I am not sure how to 'review' your code in this case.... I have a sense of 'competition' here, and the moment performance enters the equation, there are things I just know are going to be slower, but I cannot always explain why.....

I think often times it simply comes down to primitives vs. Object creation.... whenever that happens things slow down.

I have put together a 'competing' solution, and it uses tricks I have learned over the years... tricks I feel, for the most part, lead to 'fast' code. I have been accused of 'premature optimization' when I do these things, but, it tends to work for me.... ;-)

printing Strings is never going to be a good measure of performance, so I have taken three solutions: the recursive solution I suggested in the earlier post.
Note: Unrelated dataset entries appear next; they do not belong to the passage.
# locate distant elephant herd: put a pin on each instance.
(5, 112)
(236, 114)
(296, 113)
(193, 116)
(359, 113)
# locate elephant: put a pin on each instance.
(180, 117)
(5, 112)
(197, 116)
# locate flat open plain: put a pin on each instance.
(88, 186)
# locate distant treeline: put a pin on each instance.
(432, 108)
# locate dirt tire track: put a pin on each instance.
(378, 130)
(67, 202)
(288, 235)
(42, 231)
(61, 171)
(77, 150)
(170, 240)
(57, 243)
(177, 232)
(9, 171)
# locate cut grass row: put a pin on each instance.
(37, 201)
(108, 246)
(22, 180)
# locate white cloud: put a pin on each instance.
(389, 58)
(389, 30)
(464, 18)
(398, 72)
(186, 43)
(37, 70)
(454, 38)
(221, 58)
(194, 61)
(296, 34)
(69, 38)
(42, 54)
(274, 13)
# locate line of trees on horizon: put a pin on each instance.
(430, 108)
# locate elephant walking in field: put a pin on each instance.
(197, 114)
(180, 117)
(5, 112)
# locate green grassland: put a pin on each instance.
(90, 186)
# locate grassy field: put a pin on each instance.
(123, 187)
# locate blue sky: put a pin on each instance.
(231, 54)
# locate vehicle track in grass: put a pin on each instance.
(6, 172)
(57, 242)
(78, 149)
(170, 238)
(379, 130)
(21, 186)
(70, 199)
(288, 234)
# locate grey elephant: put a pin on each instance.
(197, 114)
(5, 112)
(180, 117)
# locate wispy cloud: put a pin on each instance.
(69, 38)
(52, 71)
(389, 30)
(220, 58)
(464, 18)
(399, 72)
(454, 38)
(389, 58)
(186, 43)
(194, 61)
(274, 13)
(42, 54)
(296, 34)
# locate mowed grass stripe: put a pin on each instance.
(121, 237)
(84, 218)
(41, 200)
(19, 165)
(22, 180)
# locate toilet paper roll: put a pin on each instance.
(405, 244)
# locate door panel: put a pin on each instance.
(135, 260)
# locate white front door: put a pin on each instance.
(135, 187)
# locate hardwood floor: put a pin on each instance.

Your solution using the iterator, and then a 'competing' iterator performance.

So, in my benchmarks, this iterative process is about 5 times faster than yours.... (excluding the System.out.println()):

here are my results (times in milliseconds on my machine):

200_Success=2045.091 rolflIter=446.846=rolflRecur 2046.462011
200_Success=1737.469 rolflIter=573.900=rolflRecur 1521.951070
200_Success=1814.468 rolflIter=385.520=rolflRecur 1499.896568
200_Success=1714.592 rolflIter=333.105=rolflRecur 1372.042103
200_Success=1799.969 rolflIter=383.033=rolflRecur 1520.779467
200_Success=1676.415 rolflIter=336.651=rolflRecur 1474.669545
200_Success=1978.581 rolflIter=407.804=rolflRecur 1417.124248
200_Success=1665.783 rolflIter=343.939=rolflRecur 1375.178203
200_Success=1654.083 rolflIter=331.607=rolflRecur 1369.912767
200_Success=1654.958 rolflIter=339.234=rolflRecur 1369.170302

Edit: New results ... note, 200_success is also running faster here.... Hate performance variances ... probably a Windows/Intel CPU frequency thing.

200_Success=1463.484 rolflIter=624.754 rolflRecur=1777.548864
200_Success=1304.401 rolflIter=302.086 rolflRecur=1492.951479
200_Success=1577.132 rolflIter=367.537 rolflRecur=1485.176134
200_Success=1230.959 rolflIter=266.068 rolflRecur=1389.742206
200_Success=1230.445 rolflIter=269.587 rolflRecur=1382.473980
200_Success=1220.637 rolflIter=269.352 rolflRecur=1376.292369
200_Success=1204.206 rolflIter=266.920 rolflRecur=1369.920239
200_Success=1201.280 rolflIter=264.481 rolflRecur=1365.711999
200_Success=1204.419 rolflIter=262.047 rolflRecur=1368.854637
200_Success=1251.656 rolflIter=264.030 rolflRecur=1416.935596

Main class:

package comp;

import java.util.Iterator;

public class RunParts {

    private static int charsIn(Iterator<String> iter) {
        int chars = 0;
        while (iter.hasNext()) {
            chars += iter.next().length();
        }
        return chars;
    }

    public static void main(String[] args) {
        final int target = Integer.parseInt(args[0]);
        long[] nanos = new long[3];
        int[] charlen = new int[3];
        for (int i = 0; i < 10; i++) {
            System.gc();
            nanos[0] = System.nanoTime();
            charlen[0] = charsIn(new Partition(target));
            nanos[0] = System.nanoTime() - nanos[0];

            System.gc();
            nanos[1] = System.nanoTime();
            charlen[1] = charsIn(new PartitionRLIter(target));
            nanos[1] = System.nanoTime() - nanos[1];

            System.gc();
            nanos[2] = System.nanoTime();
            charlen[2] = PartitionRLRecur.partitionRL(target);
            nanos[2] = System.nanoTime() - nanos[2];

            System.out.printf("200_Success=%.3f rolflIter=%.3f rolflRecur=%3f\n",
                    nanos[0] / 1000000.0, nanos[1] / 1000000.0, nanos[2] / 1000000.0);
        }

    }

}

Your solution is above (I have left it called 'Partition').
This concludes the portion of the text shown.